I guess it comes down to your definition of state. I'm not saying there's enough state for this to be playable, but there is clearly state and I think it's important to point out how impressive the amount of temporal consistence and coherence this model is capable of, considering not long ago the state of the art here rapidly decohered into completely noisy pixels.

FeepingCreature · 2024-11-01T17:25:06 1730481906

In other words: there's enough state now that the lack of state stands out. It works well enough for its failures to be notable.

bongodongobob · 2024-11-01T18:15:33 1730484933

I guess if you consider knowing what color the pixels were in the last frame "state". That's not a definition anyone would use though. Spinning around and have the world continuously regenerate or looking at the sky and back down regenerating randomly is the opposite of state. It's complete incoherence.

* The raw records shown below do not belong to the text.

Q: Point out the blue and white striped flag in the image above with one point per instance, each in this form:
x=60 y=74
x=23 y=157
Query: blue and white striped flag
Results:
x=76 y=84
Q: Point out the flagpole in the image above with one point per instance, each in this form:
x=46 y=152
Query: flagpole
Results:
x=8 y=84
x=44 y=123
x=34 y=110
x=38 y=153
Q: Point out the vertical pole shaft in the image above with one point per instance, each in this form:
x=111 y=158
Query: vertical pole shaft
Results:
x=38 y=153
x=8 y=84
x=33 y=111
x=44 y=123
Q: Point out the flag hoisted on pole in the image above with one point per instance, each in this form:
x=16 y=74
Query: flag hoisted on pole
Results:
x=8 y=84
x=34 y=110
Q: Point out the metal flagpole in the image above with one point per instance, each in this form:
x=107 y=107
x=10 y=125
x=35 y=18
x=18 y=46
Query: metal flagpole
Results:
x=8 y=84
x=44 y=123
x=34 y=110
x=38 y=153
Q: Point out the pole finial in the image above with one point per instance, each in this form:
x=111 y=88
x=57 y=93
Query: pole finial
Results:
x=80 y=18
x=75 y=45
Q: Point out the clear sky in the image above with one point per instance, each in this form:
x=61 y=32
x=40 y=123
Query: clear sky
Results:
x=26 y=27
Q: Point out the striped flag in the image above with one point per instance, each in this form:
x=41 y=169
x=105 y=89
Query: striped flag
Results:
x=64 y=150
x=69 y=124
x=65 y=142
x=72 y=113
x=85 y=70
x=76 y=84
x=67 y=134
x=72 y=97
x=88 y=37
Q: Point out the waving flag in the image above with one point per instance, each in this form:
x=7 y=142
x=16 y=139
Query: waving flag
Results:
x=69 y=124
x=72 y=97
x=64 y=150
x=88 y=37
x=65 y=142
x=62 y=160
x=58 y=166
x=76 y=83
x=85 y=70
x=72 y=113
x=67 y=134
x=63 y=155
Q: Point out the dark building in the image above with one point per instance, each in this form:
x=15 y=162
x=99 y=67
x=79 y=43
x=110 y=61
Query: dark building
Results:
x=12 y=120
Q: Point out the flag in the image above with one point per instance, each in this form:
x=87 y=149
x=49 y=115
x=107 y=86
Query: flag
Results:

bubblyworld · 2024-11-03T06:19:38 1730614778

Just a thought - complete incoherence is a noise function, no? Successive frames here are far more correlated than that, which is pretty remarkable.

My definition of state is something like reified bits of information, for which previous frames and such certainly count (knowing the current frame tells you a lot of information about the next frame vs not knowing the current frame).

golol · 2024-11-01T14:44:18 1730472258

Between the first half and the last sentence of your post is a giant leap of conclusion.

blixt · 2024-11-01T15:07:15 1730473635

Yeah probably, it remains to be seen if these models can actually help guide a live session towards the goal. At least it's been shown that these types of world models can help a model become better at achieving a goal, in lieu of a hard coded simulation environment or the real world, for when those options are not tractable.

My favorite example is: https://worldmodels.github.io/ (Not least of all because they actually simulate these simplified world models in your browser!)

GaggiX · 2024-11-01T15:58:22 1730476702

>There's no way this tech will ever make a playable version of Mario

Wait a few months, if someone is willing to use their 4090 to train the model, the technology is already here. If you could play a level of Doom than Mario should be even easier.